DOI=10.3389/fgene.2022.907331

ISSN=1664-8021

ABSTRACT=Background: Hepatocellular carcinoma (HCC) is the most prevalent type of primary liver cancer with high fatality rate and dismal prognosis because of frequent recurrence and lack of efficient therapies. Ferroptosis is a recently recognized iron-dependent cell death distinguished from necroptosis and apoptosis. The relationship between ferroptosis-related Hub genes expression and prognosis in HCC remains to be further elucidated.
Methods: We obtained ferroptosis-related genes from the FerrDb database and the mRNA sequencing data and clinical information of HCC patients from The Cancer Genome Atlas (TCGA) database. The least absolute shrinkage and selection operator (LASSO) Cox regression was applied to identify a prognostic signature consisting of 5 ferroptosis-related Hub genes in the TCGA cohort. International Cancer Genome Consortium (ICGC) database was utilized to validate the reliability of the signature.

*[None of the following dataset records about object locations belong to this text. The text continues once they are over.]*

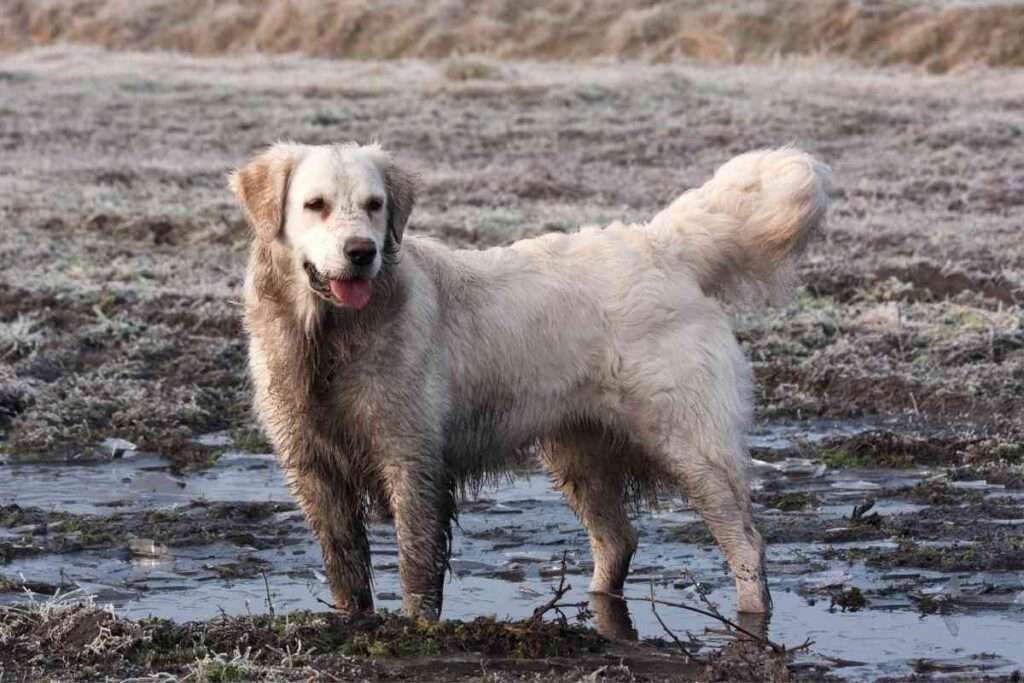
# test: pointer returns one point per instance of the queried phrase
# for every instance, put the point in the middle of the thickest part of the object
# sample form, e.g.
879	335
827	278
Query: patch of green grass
792	501
849	599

Functional enrichment and Immune-related analysis including single-sample gene set enrichment analysis (ssGSEA), immune checkpoints and m6A related genes were performed to analyze the underlying mechanism. Additionally, the correlations of ferroptosis and drug resistance were evaluated by the NCI-60 database.

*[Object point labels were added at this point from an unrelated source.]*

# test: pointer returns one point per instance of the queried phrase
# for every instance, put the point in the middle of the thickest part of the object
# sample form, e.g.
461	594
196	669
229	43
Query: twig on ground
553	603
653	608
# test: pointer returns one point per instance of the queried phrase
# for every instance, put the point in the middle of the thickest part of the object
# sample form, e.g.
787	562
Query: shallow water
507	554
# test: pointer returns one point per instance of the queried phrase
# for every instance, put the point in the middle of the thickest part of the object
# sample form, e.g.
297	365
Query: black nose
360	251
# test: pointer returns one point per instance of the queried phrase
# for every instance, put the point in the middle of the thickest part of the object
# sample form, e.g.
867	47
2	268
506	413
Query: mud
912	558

Results: A 5-ferroptosis-related Hub genes signature was constructed by multivariate Cox regression analysis to stratify patients into two risk groups. Patients with high-risk had worse prognosis than those with low-risk. Multivariate Cox regression analysis uncovered that the risk score was an independent prognostic indicator. We also proved the signature's predictive capacity using Kaplan–Meier method and Receiver operating characteristic (ROC) curve analysis. Functional analysis showed that nuclear division and the cell cycle were enriched. Immune-related analysis revealed that the signature was enriched in immune-related pathways. Moreover, we found substantial difference in immune cells infiltration, immune checkpoints and m6A-related genes between high-risk and low-risk groups. Furthermore, these genes were crucial regulators of drug resistance.
Conclusion: We identified and validated a novel ferroptosis-related Hub genes signature as a new and efficient biomarker with preferable potential for predicting the prognosis of HCC patients. What’s more, it also offers new insights into the molecular mechanisms of HCC and provides an effective approach for the treatment of HCC. Further studies are necessary to validate these results of our study.